Some families who were able to preserve traditional skills in allo processing and weaving produced allo cloth in small quantities occasionally. The possibility of weaving allo cloth on a commercial scale was first promoted in 1984, following a survey by the Koshi Hill Area Rural Development Project (KHARDEP), a British-aided project, to identify alternative income-earning opportunities for the people of this region.
Situated in the remote hilly areas of Sankhuwasabha district, reaching the Allo Cloth Production Club takes about 18 hours by bus from Kathmandu and four days on foot ( or 40 minutes by air from Kathmandu to Tumlingtar and then two days on foot). Sankhuwasabha district is one of the remotest areas. The Makalu Barun National Park Conservation Project (MBNPCP ) is situated there. Although the commercial production of allo products had not existed prior to the establishment of the Allo Cloth Production Club, people from this region have long been engaged in the production of allo and its sale or exchange for other goods in the local haat bazar.
Allo (Nettle Fibre) Allo, (Girardinia diversifolia ) is grown above 2,438m and is found in the hills from west to east.
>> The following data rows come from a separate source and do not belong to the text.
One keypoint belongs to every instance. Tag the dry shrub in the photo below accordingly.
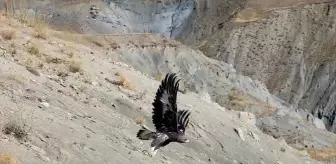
(17, 78)
(12, 128)
(75, 66)
(139, 120)
(34, 50)
(8, 34)
(237, 101)
(40, 34)
(124, 82)
(323, 154)
(97, 43)
(33, 70)
(54, 60)
(7, 158)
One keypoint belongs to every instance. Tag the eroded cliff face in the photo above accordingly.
(291, 51)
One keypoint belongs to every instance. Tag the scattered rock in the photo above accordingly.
(44, 105)
(240, 133)
(247, 117)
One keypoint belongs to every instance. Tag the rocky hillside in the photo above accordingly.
(291, 51)
(65, 102)
(93, 89)
(285, 44)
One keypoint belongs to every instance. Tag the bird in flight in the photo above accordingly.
(170, 123)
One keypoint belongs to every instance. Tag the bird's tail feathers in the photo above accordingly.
(145, 134)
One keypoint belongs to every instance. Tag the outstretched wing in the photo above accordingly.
(165, 109)
(183, 120)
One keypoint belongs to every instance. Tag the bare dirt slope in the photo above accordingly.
(67, 96)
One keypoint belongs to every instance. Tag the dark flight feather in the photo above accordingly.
(165, 115)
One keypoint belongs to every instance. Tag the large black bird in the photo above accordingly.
(170, 123)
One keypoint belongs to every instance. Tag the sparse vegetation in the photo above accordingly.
(75, 66)
(19, 132)
(124, 82)
(8, 34)
(33, 70)
(139, 120)
(7, 158)
(240, 101)
(34, 50)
The villagers harvest the bark from September-March, spending one or two days, but sometimes a week, in the jungle collecting the bark. The bark is left to dry for a few weeks. The dried bark is then boiled with wood ash for about four to five hours to make it soft and to extract the fibre. Then it is washed with mud to take away the unwanted substance and the fibre is ready for spinnig. Traditional methods of spinning the yarn by hand spindle are still used. Since the allo is available in the hills throughout Nepal, there is good scope for expansion to different parts of the country.
Today allo is liked by many and diverted into many new products from home furnishing to clothing, stationary to accessories. People because of its natural look and texture appreciate it.